Discussion on the correctness of terms, with alternate proposals: `followsOn` instead of `followsFrom`.

Rudimentary consensus on relations `isBefore` and `isAfter` as abstract denotion of order. To be discussed until next week.

Scope of DPV

harsh: Where possible, large overlaps with other existing vocabularies that are either: standardised, well-defined, or widely-used - is to be avoided so DPV instead can focus on specific terms not available elsewhere.

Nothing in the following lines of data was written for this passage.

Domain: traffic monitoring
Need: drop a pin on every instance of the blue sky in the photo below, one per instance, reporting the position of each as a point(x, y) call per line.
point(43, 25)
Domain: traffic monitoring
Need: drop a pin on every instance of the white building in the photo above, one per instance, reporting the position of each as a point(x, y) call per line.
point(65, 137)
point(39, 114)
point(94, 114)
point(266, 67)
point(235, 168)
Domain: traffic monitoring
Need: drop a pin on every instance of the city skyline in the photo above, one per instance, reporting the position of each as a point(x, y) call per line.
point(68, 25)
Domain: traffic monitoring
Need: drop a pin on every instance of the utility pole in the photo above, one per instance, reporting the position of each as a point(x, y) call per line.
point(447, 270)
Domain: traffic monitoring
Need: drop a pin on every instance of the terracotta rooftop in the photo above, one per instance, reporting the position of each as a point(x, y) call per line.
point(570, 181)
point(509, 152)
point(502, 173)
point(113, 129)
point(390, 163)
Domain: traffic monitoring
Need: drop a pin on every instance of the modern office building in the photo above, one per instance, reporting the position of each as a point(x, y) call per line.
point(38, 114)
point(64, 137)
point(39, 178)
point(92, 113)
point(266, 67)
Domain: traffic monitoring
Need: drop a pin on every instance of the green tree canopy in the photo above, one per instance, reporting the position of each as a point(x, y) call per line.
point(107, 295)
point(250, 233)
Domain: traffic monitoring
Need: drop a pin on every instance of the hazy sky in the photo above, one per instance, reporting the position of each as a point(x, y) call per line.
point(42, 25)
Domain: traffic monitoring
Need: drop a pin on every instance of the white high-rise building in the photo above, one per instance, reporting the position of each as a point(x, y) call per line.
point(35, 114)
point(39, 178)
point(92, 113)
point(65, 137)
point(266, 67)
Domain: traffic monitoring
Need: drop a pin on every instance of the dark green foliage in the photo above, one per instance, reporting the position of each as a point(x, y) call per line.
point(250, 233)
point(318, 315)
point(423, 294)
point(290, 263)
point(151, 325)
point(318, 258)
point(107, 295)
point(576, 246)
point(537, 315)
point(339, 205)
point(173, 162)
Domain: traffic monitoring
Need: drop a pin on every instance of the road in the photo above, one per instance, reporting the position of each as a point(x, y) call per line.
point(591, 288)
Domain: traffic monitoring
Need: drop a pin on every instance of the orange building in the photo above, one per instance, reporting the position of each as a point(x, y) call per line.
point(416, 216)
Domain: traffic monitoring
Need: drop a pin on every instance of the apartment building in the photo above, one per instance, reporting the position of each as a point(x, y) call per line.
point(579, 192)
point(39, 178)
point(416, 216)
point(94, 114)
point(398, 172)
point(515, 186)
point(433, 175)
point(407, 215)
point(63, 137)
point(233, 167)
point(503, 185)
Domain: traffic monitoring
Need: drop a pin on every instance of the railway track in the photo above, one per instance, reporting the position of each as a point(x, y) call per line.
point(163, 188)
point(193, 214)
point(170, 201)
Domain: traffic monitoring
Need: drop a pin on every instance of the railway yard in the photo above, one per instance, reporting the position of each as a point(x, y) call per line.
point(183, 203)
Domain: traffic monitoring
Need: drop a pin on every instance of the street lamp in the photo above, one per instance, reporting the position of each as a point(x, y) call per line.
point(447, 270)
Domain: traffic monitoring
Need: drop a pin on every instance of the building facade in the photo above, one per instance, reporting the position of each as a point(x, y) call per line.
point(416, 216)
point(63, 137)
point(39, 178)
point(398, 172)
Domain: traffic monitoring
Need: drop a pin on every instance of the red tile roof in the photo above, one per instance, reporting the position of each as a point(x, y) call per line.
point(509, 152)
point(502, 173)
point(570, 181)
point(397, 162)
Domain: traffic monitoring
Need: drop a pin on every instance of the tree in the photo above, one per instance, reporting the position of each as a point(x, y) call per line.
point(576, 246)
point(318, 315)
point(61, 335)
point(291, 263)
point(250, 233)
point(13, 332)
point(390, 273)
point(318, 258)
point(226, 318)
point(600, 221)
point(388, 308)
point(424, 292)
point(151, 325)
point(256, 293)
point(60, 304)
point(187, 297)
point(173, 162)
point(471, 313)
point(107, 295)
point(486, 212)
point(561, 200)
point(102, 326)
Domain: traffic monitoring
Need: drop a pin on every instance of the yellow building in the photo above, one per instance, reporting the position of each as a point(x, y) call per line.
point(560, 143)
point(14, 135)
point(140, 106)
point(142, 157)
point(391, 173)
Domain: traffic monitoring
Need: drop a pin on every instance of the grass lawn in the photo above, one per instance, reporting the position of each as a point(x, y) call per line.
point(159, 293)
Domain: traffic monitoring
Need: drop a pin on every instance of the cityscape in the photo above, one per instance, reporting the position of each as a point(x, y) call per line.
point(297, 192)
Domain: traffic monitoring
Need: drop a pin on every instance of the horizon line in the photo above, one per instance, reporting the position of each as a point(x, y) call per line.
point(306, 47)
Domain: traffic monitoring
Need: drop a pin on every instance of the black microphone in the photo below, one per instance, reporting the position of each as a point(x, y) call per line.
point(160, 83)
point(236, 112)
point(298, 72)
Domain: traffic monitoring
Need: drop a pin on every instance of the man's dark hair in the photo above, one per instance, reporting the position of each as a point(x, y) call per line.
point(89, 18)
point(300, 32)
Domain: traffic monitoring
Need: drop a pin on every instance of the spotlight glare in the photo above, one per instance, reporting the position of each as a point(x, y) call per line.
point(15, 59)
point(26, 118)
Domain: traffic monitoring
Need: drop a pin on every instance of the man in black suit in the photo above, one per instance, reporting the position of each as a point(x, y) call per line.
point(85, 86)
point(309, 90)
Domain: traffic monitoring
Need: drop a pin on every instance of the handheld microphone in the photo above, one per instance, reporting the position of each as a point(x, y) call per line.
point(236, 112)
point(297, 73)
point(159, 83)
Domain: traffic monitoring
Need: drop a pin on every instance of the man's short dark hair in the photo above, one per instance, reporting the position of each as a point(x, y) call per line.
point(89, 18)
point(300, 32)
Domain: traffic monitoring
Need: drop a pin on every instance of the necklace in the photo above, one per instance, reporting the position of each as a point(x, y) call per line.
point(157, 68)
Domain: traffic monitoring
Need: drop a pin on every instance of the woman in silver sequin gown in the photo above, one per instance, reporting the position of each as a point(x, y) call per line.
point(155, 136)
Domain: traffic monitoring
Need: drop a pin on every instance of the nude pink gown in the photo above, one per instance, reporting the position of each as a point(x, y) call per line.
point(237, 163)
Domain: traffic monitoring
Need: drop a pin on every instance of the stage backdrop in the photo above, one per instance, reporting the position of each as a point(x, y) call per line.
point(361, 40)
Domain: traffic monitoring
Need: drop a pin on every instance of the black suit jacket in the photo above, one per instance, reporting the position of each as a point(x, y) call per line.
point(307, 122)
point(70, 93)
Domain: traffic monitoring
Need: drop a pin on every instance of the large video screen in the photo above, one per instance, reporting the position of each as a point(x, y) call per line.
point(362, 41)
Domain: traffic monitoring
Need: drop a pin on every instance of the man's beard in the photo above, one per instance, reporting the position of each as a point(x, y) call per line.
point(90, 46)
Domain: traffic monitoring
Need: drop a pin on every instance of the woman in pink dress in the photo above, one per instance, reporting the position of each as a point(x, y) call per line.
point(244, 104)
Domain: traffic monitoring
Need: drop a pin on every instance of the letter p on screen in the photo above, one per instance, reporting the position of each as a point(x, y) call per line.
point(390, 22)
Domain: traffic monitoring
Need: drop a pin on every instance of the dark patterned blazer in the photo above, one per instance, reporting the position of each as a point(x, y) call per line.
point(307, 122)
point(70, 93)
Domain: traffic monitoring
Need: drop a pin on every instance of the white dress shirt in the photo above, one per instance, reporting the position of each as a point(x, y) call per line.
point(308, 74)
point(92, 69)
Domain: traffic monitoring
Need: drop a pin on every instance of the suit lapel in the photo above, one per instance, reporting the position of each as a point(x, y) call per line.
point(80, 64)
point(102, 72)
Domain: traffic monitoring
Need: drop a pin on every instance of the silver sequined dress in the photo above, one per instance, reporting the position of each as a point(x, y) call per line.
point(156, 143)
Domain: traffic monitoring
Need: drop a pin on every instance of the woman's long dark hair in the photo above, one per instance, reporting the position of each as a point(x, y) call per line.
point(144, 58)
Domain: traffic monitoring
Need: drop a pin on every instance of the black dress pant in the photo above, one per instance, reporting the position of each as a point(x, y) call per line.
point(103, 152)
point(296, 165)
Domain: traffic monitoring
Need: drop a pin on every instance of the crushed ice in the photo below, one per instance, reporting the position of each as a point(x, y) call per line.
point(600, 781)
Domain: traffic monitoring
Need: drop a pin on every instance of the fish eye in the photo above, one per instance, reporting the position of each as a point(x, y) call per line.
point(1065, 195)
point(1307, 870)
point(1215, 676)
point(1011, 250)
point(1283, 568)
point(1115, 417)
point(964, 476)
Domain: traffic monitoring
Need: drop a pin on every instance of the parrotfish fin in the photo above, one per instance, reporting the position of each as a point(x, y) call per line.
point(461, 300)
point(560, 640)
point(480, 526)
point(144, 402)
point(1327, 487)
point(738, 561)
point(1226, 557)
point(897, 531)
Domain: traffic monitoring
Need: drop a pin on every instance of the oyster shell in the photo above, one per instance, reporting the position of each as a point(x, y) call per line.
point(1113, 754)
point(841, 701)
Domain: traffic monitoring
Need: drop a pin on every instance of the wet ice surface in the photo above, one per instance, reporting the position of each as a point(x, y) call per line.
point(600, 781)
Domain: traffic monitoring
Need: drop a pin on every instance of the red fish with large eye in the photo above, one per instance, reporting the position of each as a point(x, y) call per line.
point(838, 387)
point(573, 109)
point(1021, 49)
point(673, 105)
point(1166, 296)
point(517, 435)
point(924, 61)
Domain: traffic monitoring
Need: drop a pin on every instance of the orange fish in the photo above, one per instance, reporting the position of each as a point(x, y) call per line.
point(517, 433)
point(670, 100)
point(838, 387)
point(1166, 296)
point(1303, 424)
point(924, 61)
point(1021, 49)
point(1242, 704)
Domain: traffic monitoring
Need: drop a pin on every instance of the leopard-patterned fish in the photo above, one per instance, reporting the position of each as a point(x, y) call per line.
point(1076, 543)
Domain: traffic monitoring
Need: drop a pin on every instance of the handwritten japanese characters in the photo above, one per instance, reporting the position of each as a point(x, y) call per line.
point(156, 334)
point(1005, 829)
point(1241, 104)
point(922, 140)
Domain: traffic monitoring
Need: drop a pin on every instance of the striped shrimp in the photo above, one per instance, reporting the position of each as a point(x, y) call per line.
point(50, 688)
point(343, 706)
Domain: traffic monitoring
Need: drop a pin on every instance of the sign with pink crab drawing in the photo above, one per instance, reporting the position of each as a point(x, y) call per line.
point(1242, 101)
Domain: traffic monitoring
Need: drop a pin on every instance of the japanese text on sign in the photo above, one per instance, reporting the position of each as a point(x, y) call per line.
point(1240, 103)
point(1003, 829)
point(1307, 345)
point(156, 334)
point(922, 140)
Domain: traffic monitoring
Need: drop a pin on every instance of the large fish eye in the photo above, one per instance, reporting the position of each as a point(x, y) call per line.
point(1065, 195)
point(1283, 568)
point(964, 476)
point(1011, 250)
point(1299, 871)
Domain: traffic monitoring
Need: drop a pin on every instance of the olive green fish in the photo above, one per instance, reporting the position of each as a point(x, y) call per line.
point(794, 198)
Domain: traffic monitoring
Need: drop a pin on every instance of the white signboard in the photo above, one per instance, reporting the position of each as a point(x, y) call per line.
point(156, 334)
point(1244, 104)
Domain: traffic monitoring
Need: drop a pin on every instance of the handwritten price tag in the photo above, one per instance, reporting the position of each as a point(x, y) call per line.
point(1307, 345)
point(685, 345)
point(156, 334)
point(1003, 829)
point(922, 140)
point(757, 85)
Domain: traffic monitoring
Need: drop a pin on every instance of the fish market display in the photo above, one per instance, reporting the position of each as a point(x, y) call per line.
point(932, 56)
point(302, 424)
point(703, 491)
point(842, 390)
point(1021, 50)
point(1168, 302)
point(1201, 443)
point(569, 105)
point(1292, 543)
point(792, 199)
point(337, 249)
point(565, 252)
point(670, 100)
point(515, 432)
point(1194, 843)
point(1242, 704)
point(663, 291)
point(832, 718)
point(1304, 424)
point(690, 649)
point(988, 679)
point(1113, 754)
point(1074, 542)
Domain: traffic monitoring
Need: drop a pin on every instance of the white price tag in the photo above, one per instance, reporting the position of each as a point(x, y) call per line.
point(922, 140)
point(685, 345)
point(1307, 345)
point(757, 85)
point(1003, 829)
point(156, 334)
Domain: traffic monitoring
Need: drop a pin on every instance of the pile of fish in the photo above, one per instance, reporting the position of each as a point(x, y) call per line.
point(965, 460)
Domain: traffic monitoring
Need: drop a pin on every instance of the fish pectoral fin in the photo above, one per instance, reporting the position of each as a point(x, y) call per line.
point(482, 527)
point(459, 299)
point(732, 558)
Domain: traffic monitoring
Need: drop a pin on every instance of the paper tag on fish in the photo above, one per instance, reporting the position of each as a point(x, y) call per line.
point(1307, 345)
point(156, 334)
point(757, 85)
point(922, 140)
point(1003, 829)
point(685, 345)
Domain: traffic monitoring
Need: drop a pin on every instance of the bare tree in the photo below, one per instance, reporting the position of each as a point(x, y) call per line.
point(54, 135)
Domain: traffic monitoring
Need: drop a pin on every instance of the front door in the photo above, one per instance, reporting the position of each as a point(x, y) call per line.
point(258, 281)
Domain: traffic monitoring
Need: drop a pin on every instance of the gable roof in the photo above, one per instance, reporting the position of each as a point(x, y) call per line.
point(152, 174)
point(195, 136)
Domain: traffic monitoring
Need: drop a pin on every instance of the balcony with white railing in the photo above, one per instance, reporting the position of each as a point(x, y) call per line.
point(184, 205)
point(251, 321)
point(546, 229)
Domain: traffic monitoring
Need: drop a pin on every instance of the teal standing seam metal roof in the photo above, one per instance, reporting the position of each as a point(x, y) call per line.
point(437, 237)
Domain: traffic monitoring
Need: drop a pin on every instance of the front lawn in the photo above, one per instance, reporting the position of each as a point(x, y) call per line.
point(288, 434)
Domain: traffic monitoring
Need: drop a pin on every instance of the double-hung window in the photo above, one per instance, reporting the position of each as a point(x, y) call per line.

harsh: For cases where similar concepts (to those existing externally) are needed, we may define rudimentary and simplistics ones in the vocabulary for convenience and completeness.

harsh: For more complex uses and requirements, it is recommended to instead utilise the other vocabularies in conjunction / combination with DPV.

Discussion relevant to the recording of 'data flows', start times, etc. - which are possible through PROV.

Similar overlaps exist with ODRL in terms of permissions, prohibitions, parties. etc.

The recommendation is to utilise these (or others) where the requirements for using DPV have a significant overlap or alignment with their provisions. For example, to model the order in which data is collected and its timestamps, PROV can provide the necessary concepts to represent processing as workflows.

harsh: GDPRov http://w3id.org/GDPRov is one such implementation showing combination of PROV and GDPR-concepts, which can be replicated/extended to work with DPV

Next Meeting

We will continue discussion on pending concepts next week at FEB-23 13:00 WET / 14:00 CET.

Minutes manually created (not a transcript), formatted by scribe.perl version 185 (Thu Dec 2 18:51:55 2021 UTC).